Blocks marked by `[̂∂]`

will be differentiated.

```
julia> dbs = collect(c, QDiff) # collect all QDiff blocks
Sequence
├─ [̂∂] Rot X gate: 0.5
├─ [̂∂] Rot Z gate: 0.3
└─ [̂∂] Rot X gate: 0.7
```

Here, we recommend collect `QDiff`

blocks into a sequence using `collect`

API for future calculations. Then, we can get the gradient one by one, using `opdiff`

```
julia> ed = opdiff(dbs[1], put(4, 1=>Z)) do # the exact differentiation with respect to first QDiff block.
zero_state(4) |> c
end
-0.4794255386042028
```

Here, contents in the do-block returns the loss, it must be the expectation value of an observable.

For results checking, we get the numeric gradient use `numdiff`

```
julia> ed = numdiff(dbs[1]) do # compare with numerical differentiation
expect(put(4, 1=>Z), zero_state(4) |> c) |> real
end
-0.4794175482185137
```

This numerical differentiation scheme is always applicable (even the loss is not an observable), but with numeric errors introduced by finite step size.

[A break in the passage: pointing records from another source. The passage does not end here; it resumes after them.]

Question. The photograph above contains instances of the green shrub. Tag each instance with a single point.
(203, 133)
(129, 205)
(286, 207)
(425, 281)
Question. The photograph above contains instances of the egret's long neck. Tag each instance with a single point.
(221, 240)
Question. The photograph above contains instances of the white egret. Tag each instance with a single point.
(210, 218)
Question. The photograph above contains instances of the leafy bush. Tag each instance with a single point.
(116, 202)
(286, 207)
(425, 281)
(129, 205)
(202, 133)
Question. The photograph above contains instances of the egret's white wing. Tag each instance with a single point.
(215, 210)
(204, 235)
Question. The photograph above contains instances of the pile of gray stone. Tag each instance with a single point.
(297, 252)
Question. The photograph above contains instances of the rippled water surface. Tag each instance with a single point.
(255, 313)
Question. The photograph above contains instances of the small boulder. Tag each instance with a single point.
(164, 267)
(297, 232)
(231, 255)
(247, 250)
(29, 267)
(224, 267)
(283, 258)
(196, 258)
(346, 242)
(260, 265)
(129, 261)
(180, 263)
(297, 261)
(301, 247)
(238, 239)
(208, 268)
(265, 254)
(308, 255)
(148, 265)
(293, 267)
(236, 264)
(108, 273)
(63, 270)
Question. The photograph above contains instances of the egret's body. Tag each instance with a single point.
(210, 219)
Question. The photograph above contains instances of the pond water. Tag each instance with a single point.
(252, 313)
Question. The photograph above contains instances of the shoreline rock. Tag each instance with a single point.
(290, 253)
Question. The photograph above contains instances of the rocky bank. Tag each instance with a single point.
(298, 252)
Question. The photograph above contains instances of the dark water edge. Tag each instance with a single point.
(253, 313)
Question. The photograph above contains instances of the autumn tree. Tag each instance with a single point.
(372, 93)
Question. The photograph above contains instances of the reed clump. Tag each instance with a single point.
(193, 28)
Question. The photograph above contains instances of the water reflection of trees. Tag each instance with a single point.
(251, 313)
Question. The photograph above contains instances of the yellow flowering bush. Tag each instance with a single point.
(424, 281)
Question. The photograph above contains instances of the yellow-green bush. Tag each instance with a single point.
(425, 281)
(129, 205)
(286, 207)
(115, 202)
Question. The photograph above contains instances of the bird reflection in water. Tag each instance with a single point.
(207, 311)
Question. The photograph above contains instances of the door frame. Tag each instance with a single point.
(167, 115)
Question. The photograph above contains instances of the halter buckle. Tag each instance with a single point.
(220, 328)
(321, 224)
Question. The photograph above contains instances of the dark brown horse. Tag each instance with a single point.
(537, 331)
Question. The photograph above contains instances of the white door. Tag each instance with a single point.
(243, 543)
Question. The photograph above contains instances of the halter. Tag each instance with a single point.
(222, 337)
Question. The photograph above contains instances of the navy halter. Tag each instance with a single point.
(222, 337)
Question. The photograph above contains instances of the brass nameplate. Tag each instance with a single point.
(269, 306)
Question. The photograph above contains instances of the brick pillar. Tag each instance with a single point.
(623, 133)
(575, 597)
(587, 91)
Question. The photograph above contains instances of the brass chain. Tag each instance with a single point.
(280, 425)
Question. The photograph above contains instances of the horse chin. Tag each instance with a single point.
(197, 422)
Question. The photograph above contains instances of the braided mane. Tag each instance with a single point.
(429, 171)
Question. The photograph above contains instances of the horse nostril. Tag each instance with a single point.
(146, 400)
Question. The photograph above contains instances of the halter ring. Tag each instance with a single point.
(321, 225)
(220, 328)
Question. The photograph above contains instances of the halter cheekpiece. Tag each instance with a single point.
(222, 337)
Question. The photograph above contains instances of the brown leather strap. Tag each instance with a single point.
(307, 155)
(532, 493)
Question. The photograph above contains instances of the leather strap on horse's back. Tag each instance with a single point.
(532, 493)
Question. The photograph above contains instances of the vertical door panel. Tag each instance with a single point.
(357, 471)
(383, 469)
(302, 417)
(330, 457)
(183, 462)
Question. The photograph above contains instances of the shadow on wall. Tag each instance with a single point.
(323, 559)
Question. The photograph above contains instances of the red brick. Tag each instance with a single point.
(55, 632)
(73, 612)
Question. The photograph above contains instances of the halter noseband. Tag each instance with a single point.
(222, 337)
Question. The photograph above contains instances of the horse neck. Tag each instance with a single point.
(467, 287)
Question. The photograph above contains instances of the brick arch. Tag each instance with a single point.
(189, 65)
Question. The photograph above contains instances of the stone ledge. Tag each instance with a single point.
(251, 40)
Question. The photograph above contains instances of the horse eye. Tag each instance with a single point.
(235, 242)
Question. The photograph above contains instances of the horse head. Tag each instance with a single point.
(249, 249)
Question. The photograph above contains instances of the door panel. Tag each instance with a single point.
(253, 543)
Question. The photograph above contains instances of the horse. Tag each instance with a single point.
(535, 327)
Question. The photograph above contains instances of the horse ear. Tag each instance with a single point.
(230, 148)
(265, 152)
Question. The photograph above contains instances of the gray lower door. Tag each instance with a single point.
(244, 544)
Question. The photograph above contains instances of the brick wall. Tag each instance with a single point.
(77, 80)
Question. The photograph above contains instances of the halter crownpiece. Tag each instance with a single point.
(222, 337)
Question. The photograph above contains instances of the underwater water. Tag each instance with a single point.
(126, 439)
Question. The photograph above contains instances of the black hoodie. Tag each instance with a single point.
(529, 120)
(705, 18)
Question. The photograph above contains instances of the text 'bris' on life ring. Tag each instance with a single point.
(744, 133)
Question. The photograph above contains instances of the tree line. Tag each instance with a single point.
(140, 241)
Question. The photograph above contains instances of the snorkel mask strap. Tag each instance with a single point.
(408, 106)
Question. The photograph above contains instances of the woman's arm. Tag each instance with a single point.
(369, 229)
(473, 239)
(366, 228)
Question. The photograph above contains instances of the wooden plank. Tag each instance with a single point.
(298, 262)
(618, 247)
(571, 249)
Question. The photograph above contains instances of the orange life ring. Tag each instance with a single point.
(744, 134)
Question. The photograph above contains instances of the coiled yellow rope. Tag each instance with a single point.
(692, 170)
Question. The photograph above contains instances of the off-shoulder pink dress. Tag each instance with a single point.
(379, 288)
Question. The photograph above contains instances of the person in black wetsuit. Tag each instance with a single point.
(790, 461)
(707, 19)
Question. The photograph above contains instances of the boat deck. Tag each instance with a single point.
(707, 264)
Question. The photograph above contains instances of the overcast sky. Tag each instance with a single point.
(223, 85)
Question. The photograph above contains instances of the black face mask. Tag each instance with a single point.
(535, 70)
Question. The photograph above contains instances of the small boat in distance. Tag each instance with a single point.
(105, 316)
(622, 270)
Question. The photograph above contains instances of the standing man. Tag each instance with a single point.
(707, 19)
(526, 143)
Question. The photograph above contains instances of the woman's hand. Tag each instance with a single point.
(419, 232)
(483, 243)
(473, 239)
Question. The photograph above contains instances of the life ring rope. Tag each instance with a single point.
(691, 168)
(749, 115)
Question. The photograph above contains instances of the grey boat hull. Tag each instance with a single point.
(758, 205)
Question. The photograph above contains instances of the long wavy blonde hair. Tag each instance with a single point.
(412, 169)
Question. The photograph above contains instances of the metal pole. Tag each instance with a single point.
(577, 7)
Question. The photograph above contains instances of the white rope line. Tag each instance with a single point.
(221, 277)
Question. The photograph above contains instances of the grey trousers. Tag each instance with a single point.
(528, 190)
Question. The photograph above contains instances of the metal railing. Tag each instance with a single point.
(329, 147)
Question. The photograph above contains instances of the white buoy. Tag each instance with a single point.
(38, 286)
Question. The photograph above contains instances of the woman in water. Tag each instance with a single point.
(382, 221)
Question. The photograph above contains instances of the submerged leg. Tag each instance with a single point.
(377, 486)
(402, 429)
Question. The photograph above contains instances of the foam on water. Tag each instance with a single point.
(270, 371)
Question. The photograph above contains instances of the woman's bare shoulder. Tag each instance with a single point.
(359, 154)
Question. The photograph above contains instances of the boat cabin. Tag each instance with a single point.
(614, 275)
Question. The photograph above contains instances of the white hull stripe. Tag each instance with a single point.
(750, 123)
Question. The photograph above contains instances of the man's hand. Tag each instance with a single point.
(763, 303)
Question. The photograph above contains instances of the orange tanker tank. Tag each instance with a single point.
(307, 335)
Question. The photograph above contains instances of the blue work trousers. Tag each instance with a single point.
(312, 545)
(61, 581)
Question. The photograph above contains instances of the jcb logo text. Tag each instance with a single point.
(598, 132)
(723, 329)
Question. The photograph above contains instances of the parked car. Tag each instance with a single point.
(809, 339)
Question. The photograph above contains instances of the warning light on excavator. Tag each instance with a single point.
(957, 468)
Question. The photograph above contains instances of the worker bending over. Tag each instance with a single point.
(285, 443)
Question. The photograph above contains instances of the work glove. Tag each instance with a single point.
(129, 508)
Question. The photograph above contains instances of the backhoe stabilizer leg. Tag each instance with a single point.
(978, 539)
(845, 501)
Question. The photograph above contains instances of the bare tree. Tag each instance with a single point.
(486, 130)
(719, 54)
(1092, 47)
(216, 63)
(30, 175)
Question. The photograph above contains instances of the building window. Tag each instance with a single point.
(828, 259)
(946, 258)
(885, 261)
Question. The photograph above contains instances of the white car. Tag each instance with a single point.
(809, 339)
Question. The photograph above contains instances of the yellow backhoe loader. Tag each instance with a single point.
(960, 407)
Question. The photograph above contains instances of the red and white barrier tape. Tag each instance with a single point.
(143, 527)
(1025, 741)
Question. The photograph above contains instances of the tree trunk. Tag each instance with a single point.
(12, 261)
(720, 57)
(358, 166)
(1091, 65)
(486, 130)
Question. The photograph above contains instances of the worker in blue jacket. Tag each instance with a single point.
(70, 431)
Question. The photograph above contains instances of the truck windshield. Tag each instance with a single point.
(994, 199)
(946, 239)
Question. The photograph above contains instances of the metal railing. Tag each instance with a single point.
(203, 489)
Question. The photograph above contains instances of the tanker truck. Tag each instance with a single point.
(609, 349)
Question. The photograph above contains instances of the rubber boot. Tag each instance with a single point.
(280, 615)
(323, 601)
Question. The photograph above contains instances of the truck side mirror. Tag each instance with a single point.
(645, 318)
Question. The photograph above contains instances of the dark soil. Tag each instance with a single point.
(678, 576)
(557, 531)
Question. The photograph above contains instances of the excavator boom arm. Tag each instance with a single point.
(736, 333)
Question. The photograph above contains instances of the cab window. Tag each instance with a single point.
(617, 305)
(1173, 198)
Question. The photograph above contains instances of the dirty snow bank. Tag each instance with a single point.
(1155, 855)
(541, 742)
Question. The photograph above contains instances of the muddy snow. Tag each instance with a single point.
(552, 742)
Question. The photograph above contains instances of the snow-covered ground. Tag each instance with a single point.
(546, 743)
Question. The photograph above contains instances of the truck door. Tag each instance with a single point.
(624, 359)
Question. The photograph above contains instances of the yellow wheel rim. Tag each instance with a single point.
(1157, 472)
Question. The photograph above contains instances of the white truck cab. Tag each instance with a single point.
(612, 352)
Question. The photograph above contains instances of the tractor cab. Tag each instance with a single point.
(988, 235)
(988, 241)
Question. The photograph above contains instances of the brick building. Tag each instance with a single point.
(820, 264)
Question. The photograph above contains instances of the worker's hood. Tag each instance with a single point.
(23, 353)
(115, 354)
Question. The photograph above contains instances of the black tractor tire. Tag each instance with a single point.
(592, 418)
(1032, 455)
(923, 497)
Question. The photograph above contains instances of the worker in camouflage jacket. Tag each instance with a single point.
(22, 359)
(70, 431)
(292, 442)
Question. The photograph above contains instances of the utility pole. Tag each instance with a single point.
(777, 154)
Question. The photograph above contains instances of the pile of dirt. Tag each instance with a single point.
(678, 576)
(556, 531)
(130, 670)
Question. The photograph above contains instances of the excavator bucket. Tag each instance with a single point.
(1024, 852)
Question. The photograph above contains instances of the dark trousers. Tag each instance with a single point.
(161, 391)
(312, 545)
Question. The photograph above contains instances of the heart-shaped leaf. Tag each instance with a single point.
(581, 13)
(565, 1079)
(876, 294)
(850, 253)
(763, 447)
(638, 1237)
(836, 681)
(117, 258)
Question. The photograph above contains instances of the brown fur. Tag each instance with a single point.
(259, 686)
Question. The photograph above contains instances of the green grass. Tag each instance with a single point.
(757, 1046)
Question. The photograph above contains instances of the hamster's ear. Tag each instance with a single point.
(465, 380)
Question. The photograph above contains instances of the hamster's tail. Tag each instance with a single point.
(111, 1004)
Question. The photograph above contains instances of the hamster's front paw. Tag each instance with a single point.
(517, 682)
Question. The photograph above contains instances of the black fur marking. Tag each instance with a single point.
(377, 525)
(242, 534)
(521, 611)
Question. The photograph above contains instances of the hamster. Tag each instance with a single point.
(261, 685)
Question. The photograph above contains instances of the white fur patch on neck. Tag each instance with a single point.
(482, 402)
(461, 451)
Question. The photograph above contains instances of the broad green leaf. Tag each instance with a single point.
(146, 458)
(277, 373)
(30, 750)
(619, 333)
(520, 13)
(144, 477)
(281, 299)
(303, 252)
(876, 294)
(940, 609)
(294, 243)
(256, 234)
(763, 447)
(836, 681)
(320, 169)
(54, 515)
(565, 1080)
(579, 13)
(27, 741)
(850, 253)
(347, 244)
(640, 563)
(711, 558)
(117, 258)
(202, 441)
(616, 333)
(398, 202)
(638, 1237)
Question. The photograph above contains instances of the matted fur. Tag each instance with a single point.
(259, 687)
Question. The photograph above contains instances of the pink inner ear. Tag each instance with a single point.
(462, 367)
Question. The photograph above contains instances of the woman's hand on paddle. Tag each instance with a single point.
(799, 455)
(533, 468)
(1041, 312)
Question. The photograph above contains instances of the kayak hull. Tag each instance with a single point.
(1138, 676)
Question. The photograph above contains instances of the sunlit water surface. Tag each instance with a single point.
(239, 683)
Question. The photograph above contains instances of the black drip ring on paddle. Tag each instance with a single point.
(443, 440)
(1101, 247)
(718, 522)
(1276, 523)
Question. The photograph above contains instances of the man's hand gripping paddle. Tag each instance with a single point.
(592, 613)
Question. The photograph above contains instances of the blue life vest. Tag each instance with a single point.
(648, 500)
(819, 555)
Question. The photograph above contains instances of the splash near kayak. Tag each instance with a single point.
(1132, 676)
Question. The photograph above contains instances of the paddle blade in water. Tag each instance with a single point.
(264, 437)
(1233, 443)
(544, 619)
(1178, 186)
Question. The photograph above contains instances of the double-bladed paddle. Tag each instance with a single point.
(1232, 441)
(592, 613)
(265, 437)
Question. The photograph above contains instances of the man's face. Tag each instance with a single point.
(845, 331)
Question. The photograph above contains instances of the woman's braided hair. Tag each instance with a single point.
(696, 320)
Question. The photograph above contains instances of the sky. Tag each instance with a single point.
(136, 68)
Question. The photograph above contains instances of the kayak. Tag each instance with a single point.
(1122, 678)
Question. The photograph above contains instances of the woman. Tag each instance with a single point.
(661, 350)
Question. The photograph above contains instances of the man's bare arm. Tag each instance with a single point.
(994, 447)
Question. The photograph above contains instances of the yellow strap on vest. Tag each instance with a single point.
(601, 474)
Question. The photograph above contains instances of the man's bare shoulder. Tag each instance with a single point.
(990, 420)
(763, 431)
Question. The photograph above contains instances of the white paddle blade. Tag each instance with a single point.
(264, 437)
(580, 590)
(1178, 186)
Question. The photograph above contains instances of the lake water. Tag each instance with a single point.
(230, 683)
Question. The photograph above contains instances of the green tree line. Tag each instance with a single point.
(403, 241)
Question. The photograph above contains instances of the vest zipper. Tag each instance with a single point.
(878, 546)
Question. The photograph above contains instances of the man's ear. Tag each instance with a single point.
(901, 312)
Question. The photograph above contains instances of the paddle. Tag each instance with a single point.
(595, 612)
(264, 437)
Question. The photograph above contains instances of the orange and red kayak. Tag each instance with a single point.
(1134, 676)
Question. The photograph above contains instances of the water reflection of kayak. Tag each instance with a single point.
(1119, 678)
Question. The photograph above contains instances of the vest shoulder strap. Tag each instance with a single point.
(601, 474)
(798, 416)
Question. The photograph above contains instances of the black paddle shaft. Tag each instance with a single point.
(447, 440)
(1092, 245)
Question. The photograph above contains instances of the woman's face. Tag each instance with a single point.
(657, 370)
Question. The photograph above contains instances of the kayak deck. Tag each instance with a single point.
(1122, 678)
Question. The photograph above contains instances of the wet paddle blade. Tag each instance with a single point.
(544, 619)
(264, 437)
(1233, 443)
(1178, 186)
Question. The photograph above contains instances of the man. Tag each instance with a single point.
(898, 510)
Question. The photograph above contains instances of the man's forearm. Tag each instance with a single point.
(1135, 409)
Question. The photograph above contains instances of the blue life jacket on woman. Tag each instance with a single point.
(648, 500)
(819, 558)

We can also get all gradients using broadcasting

```
julia> ed = opdiff.(()->zero_state(4) |> c, dbs, Ref(kron(4, 1=>Z, 2=>X))) # using broadcast to get all gradients.
3-element Array{Float64,1}:
-0.109791495292767
0.008672047291031427
0.0
```

Since BP is not implemented for `QDiff`

blocks, the memory consumption is much less since we don't cache intermediate results anymore.